Storage Unit: BasicDisk

Maximum concurrent jobs: 12

Fragment size: default (524288 MB is greyed out)

High water mark 70% / Low water mark 30%

Enable Temporary Staging Area checked: Staging Schedule at Frequency of 12 hours, no exclusions or Start Window specified

Other NBU touchfiles

NET_BUFFER_SZ: 262144

NET_BUFFER_SZ_REST: 262144

STAGING_JOB_KB_LIMIT: 157286400

SIZE_DATA_BUFFERS: 262144

SIZE_DATA_BUFFERS_DISK: 1048576

NUMBER_DATA_BUFFERS: 256

NUMBER_DATA_BUFFERS_DISK: 512

Performance graphic

md3000i_small.png

 

Thanks for any insight and help in advance,
Michelle

 

 

  • Marianne / Riaan  -

       Yes, there is great news to report! After a lot of googling, I found some information which related to iSCSI volume configuration at the disk enclosure (Dell PowerVault MD3000i) and how the OS (OEL 5.10) recognizes the mounted volume on a block level.

    Resources used:

    After hurting my brain with all of the above, I adjusted settings on both the PowerVault side AND Linux side to get some screaming performance. I will share the values which worked for me, but for anyone who wants to adjust their settings, please keep these points in mind:

    1. Your environment is different from mine
    2. You must understand what you're doing and why.
    3. And, of course, YMMV.

    On the MD3000i side

    • Made sure all hardware (disks, controller modules) were up to date with latest firmware
    • Increased volume segment size to 256KB

    On the NBU master/media server (Oracle Enterprise Linux 5.10)

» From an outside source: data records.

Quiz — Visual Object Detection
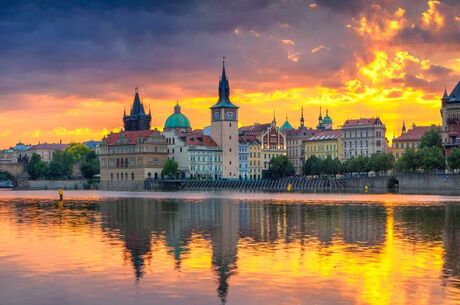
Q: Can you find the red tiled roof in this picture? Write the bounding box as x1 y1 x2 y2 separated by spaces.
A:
185 135 218 147
238 123 272 134
393 126 439 142
29 143 69 150
104 130 164 145
308 130 342 141
343 118 383 127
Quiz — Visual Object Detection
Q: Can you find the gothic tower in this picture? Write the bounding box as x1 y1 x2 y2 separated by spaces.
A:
123 88 152 131
211 61 239 178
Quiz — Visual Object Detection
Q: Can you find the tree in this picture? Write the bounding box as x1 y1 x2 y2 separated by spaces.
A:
447 148 460 170
48 150 75 179
417 146 446 172
269 155 295 179
80 150 100 180
420 127 442 148
161 159 179 178
64 143 91 162
303 156 321 176
396 148 422 173
27 153 48 179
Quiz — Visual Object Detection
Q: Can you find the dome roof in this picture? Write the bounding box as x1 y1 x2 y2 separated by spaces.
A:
164 104 191 129
280 118 294 131
322 110 332 124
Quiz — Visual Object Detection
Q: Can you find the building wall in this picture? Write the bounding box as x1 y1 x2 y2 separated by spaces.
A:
304 138 344 161
342 125 387 159
211 108 239 178
248 141 263 179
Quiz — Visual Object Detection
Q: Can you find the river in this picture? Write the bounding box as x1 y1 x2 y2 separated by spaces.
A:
0 190 460 305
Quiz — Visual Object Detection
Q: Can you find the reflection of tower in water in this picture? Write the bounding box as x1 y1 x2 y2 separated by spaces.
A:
101 199 160 279
211 200 240 304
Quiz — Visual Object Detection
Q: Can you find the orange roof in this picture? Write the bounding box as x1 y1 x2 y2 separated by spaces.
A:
104 130 161 145
393 126 439 142
343 118 383 127
185 135 218 147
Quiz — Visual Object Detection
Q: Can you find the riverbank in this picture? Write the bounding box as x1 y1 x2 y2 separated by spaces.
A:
0 190 460 205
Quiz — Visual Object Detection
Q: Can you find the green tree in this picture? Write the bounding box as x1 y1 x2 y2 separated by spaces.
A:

    • Used the blockdev command to understand current disks and their read-ahead/blocksize settings
    • Changed all /dev/sdx disk devices(where "x" will be b,c,d...etc) associated with the /dev/dm-n disk device to have a RA (read-ahead) of 4096 (512-byte sectors) and blocksize to 4096 (512-byte sectors). 
    • Jumbo frames were already set to 9000 on the SAN network.